Все подошли к Вели-беку и его жене прощаться.
Признание Вели-бека придало мне силы. Но я понял и то, что Вели-беку теперь не до моих племянниц и что Абдул как в воду глядел, когда говорил: у бека свои печали и слезы, а у нас — свои.
Этим вечером господа даже забыли про чай. Ханум спешила к матери и сестре, жившим в доме ее брата — Агаяр-бека. Она хотела взять с собой в Союкбулаг, а потом и в Шушу старшую дочь сестры — Гюльджахан. Сама Мелек-ханум с матерью и братом пока оставались в Учгардаше.
И все же надежда не покидала меня. А укладываясь спать, я успокаивал себя тем, что обязательно вернусь дня через два из Союкбулага за Абдулом и девочками.
СЕЛО СОЮКБУЛАГ
Прежде чем рассказать, что нас ждало в Союкбулаге, я должен еще раз вспомнить, что прощание мое с Абдулом было горестным. Мы обнялись, и он мне шепнул: «О нас не думай, наша песня спета… Нет, нет, я знаю, не возражай!.. Постарайся получше устроить свою судьбу!»

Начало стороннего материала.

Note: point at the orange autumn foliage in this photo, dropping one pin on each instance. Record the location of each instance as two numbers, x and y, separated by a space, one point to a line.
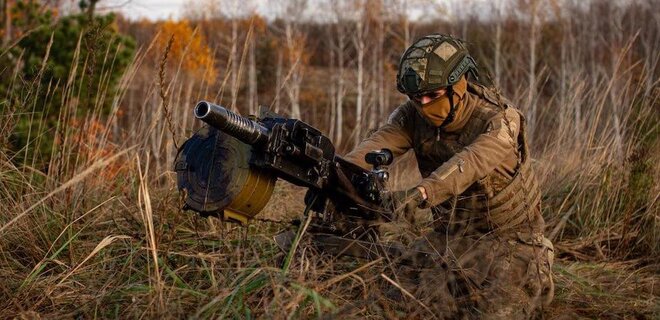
188 49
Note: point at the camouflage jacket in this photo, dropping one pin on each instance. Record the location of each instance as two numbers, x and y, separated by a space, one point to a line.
476 171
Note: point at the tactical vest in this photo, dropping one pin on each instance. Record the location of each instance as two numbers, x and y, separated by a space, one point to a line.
497 202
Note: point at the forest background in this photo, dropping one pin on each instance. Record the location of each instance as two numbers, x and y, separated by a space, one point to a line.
94 106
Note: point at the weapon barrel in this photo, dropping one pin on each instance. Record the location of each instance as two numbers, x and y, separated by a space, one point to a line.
233 124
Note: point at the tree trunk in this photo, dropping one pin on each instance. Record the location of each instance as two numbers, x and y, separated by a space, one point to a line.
252 78
6 11
234 64
531 92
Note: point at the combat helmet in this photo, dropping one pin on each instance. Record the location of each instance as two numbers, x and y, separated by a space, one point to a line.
433 62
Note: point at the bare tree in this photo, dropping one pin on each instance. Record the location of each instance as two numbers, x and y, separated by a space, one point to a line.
6 15
359 41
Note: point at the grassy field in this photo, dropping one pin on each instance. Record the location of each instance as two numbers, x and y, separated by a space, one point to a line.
92 226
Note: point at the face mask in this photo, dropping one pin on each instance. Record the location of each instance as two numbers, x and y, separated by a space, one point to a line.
437 110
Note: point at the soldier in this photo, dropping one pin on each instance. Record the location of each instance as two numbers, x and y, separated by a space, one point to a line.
472 153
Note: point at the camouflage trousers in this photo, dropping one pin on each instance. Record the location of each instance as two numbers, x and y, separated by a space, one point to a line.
483 277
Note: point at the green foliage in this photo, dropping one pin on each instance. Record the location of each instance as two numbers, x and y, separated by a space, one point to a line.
93 53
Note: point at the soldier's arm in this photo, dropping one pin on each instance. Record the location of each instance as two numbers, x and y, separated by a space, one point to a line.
394 135
494 148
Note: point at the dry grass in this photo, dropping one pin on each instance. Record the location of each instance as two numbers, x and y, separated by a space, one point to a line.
101 233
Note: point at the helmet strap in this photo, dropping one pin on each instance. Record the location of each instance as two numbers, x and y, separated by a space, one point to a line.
452 108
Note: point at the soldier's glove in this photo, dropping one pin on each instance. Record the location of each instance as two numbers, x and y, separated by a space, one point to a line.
404 203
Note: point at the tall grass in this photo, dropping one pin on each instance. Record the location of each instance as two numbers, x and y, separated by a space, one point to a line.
99 232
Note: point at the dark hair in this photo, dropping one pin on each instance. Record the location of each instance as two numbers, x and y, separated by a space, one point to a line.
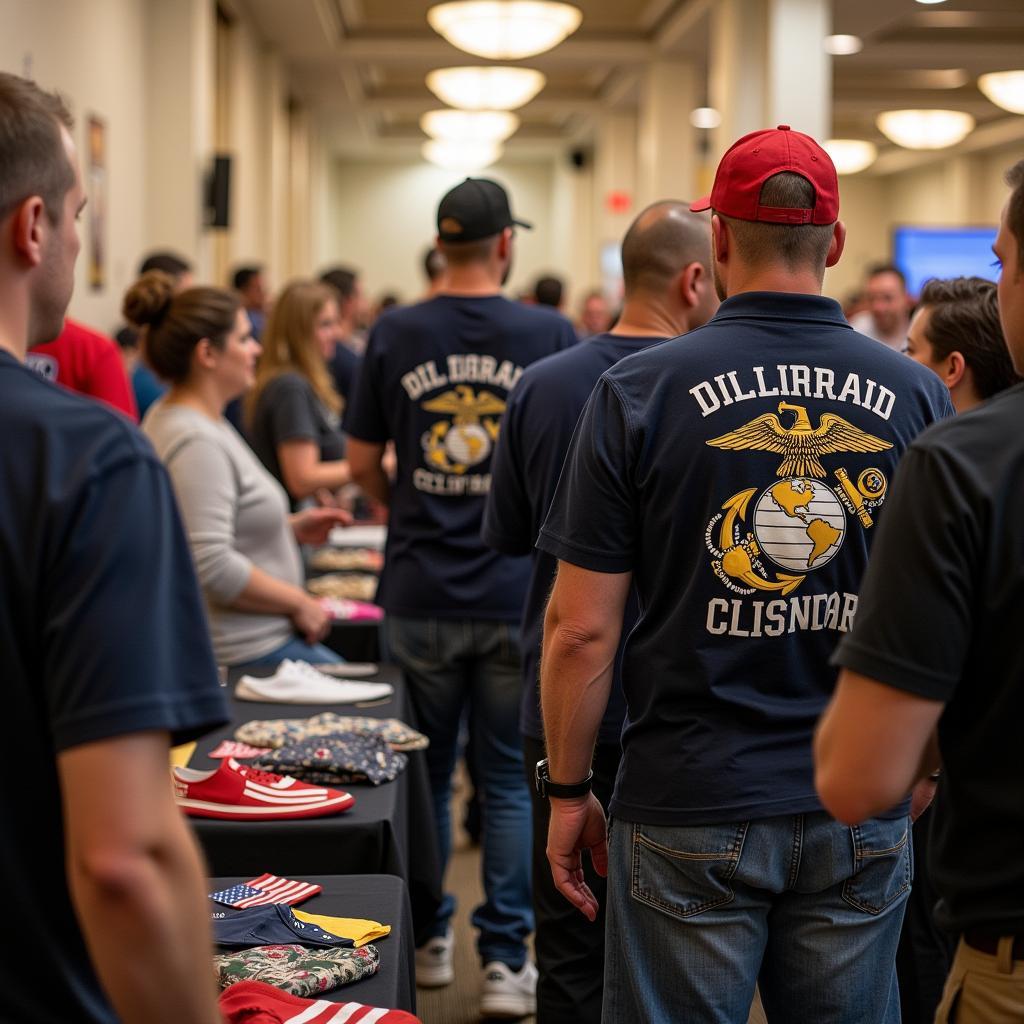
33 161
342 280
465 253
795 246
167 262
548 291
434 263
965 318
877 269
174 324
1015 209
242 276
663 240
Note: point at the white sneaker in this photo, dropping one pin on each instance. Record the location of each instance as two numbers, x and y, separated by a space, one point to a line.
299 682
434 966
507 992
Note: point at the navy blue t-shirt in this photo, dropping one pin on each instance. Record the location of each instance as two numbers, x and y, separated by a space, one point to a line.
435 379
102 633
536 432
738 473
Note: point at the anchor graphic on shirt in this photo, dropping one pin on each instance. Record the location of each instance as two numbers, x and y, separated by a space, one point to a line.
737 559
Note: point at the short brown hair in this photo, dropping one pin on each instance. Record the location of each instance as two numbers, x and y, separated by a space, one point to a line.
175 324
1015 210
795 246
965 318
33 161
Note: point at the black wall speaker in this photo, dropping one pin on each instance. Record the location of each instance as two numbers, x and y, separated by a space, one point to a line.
218 193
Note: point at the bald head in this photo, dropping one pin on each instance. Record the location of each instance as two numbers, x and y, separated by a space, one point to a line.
660 243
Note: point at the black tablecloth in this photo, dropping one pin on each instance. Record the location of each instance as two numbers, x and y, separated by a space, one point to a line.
377 897
390 830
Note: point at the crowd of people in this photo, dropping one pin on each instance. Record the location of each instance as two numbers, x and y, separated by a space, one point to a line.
722 583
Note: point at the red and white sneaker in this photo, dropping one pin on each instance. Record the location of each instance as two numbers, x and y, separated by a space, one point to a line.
241 792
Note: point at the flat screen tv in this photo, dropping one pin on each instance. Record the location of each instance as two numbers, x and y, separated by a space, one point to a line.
943 252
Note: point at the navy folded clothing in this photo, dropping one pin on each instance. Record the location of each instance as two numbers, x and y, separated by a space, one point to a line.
269 926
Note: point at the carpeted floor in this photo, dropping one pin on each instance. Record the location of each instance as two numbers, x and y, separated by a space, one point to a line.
459 1003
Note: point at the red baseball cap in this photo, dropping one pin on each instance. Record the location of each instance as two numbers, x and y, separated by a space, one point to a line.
754 159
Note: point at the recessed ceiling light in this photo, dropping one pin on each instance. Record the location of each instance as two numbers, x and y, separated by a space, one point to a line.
467 158
706 117
494 88
1005 88
926 129
843 46
505 30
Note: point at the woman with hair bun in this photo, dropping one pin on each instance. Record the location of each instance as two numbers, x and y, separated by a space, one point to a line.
243 540
294 412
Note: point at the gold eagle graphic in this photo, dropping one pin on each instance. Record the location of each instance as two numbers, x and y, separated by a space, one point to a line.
465 407
800 443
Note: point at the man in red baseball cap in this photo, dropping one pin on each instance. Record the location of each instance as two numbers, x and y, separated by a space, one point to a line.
734 477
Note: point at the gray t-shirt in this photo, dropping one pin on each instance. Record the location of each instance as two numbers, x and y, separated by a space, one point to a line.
288 411
236 515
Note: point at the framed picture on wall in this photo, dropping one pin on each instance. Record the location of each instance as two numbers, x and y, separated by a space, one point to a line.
96 185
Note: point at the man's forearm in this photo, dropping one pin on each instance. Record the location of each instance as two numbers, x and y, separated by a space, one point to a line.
146 922
576 682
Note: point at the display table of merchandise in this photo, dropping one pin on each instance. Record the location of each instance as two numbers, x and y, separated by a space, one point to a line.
377 897
390 830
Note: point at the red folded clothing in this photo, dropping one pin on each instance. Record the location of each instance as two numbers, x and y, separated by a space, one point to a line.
254 1003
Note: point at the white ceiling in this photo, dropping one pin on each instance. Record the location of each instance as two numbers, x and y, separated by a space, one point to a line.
360 64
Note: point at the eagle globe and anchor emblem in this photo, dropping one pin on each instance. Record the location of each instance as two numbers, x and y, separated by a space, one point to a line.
799 521
466 440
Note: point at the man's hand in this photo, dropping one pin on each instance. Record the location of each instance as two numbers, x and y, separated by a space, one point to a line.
310 620
313 525
577 825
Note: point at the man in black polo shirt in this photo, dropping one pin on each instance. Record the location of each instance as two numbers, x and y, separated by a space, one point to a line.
669 291
734 477
107 655
933 671
435 379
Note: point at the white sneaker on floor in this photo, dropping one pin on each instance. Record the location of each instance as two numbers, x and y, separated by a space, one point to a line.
507 992
434 966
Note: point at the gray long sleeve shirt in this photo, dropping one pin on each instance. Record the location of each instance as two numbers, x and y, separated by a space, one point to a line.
237 517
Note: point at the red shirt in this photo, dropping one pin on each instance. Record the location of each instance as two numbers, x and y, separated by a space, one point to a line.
86 361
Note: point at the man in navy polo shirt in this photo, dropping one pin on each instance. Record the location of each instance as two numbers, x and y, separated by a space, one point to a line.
107 654
668 291
435 379
734 477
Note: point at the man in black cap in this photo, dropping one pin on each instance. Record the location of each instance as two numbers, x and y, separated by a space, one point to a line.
435 379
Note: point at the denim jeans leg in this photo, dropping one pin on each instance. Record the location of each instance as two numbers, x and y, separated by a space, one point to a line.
506 916
683 939
832 954
430 653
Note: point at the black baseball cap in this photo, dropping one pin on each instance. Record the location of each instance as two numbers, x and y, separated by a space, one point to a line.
475 209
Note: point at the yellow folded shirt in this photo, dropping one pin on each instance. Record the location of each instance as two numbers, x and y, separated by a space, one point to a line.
180 756
359 931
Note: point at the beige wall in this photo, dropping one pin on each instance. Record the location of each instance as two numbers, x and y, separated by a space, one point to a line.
381 217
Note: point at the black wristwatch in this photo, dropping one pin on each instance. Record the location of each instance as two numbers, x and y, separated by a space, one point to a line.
546 788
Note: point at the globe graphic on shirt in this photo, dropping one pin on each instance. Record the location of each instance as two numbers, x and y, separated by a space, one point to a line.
468 443
800 523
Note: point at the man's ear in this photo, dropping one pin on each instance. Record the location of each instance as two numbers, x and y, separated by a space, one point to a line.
955 370
690 282
837 245
29 226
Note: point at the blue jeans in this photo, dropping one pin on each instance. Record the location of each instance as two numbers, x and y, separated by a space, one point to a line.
449 665
807 907
298 650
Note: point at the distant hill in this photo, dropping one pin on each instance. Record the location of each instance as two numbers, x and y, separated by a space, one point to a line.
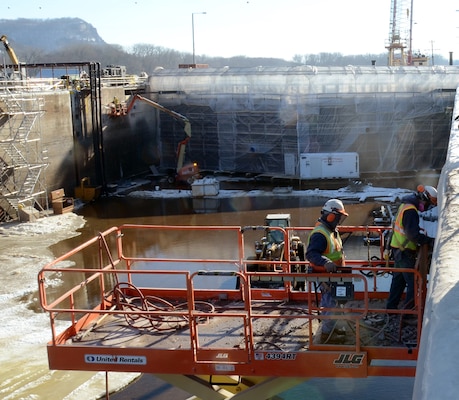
48 35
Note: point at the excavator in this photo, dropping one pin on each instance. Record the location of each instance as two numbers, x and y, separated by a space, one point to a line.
186 173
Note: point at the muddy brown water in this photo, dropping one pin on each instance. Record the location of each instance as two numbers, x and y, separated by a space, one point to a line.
243 211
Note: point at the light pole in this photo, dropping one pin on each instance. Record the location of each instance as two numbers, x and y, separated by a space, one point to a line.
192 29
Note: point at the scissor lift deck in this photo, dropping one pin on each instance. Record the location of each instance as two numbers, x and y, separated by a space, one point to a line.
116 325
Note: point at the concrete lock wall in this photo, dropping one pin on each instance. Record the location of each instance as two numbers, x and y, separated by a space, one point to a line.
130 142
248 120
436 373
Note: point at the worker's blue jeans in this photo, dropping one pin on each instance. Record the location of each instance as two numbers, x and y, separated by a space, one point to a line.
402 280
327 301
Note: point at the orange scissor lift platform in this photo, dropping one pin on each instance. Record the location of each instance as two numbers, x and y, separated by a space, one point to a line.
141 298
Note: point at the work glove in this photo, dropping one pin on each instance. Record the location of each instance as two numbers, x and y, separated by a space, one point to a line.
330 266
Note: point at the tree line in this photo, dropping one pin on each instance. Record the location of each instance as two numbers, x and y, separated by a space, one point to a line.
143 57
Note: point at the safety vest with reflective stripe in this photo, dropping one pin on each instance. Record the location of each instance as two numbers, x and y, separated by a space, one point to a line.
334 250
399 239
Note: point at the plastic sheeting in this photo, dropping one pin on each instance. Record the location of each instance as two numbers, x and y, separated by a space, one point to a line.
257 120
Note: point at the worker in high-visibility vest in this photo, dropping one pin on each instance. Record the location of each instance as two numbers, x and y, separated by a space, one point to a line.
406 239
325 255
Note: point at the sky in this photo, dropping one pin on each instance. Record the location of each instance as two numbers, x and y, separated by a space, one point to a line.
255 28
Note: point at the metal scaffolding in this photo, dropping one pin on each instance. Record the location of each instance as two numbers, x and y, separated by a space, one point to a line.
22 158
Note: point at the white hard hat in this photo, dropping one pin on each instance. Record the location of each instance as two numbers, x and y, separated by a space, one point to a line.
334 206
428 193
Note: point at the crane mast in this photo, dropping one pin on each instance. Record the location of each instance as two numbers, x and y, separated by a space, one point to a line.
400 13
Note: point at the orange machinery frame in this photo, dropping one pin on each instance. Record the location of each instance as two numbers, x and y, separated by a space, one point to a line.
114 260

И вот мы переехали в Союкбулаг.
Я видел много бекских домов: и очень бедных, ничем почти не отличающихся от крестьянских, и богатых. Но дом сестры Вели-бека Салатын-ханум (она была женой бывшего шушинского уездного предводителя) отличался среди всех роскошью и богатством. Шахгулу-бек Мурадов, хозяин дома, был одним из самых ярых сторонников мусаватского правительства. Крах мусавата явился для него ударом. Но он, как и его бывший начальник — генерал-губернатор Карабаха Хосров-бек Султанов, не только не примирился с падением правительства мусавата, но с первых дней Советской власти стал убежденным ее противником, организуя и направляя удары бандитских банд.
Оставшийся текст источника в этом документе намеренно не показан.